Informazioni preliminari

RESPONSABILE SCIENTIFICO: Paola Migliorini

ALTRI RICERCATORI UNISG COINVOLTI: Sandra Spagnolo

PARTNERSHIP: CREA - Consiglio per la Ricerca in Agricoltura e l’Analisi dell’Economia Agraria (Italia)

DURATA DEL PROGETTO: 36 mesi (gennaio 2025 - dicembre 2027)

BANDO DI FINANZIAMENTO: Sviluppo Rurale Piemonte 2023-2027. SRA 16/1/2024 Conservazione agrobiodiversità - Banche del germoplasma vegetale.

AREA DI RICERCA UNISG PREVALENTE: Ecologia and Sostenibilità

SDGs:

 

Descrizione

Le attività del Progetto Germoplasma locale di cereali vernini mirano a caratterizzare e definire le caratteristiche e l’adattabilità ai cambiamenti climatici e ai diversi ambienti di accessioni di frumento tenero e di materiale eterogeneo (miscele) di varietà locali di frumento tenero e segale, al fine di  aumentare la disponibilità di materiale idoneo e ampliare la possibilità di utilizzo.

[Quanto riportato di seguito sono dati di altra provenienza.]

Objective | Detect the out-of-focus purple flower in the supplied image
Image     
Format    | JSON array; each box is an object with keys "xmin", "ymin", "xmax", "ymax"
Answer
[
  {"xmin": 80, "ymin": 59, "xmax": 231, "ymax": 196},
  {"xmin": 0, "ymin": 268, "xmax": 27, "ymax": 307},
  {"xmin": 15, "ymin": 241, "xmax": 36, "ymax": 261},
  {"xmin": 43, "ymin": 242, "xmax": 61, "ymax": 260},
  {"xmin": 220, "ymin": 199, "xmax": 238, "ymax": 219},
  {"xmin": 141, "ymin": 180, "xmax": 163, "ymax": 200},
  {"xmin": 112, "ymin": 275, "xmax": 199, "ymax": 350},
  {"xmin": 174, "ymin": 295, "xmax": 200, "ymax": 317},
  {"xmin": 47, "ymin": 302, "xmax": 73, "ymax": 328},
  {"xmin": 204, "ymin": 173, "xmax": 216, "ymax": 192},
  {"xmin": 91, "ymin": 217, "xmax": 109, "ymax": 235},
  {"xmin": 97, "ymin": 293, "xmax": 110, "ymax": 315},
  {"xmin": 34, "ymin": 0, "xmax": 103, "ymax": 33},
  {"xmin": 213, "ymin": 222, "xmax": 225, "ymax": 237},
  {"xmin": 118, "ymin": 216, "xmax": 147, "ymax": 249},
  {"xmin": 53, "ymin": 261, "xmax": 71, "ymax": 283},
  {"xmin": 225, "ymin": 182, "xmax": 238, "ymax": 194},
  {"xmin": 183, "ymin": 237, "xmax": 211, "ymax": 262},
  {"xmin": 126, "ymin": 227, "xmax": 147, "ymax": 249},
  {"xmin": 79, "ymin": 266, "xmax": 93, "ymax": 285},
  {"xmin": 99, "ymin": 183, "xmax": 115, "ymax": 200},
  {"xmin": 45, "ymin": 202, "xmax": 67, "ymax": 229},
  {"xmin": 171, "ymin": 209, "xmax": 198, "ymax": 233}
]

Le attività saranno in parte consequenziali a quelle realizzate nel 2023 nell’ambito del progetto denominato GERMOSE e permetteranno di confermare e/o ampliare le informazioni raccolte per la descrizione fenotipica di ecotipi di segale. Specificatamente, il partenariato, si pone i seguenti obiettivi:

  • caratterizzazione, valutazione e selezione del nucleo di seme da porre in conservazione nella collezione UNISG dei tre ecotipi di segale;
  • caratterizzazione, valutazione e selezione del nucleo di seme da porre in conservazione di circa 20 accessioni di cereali autunno vernini presenti nella collezione UNISG;
  • conservazione in situ di risorse genetiche e materiale eterogeneo con elevato grado di diversità genetica, valutazione della differente risposta ai diversi ambienti di coltivazione e selezione partecipativa e evolutiva;
  • caratterizzazione qualitativa e genetica dei materiali;
  • condivisione delle informazioni sulla biodiversità coltivata, la selezione partecipata, sulla capacità di resilienza e adattamento ai cambiamenti climatici, selezione e gestione delle risorse genetiche locali.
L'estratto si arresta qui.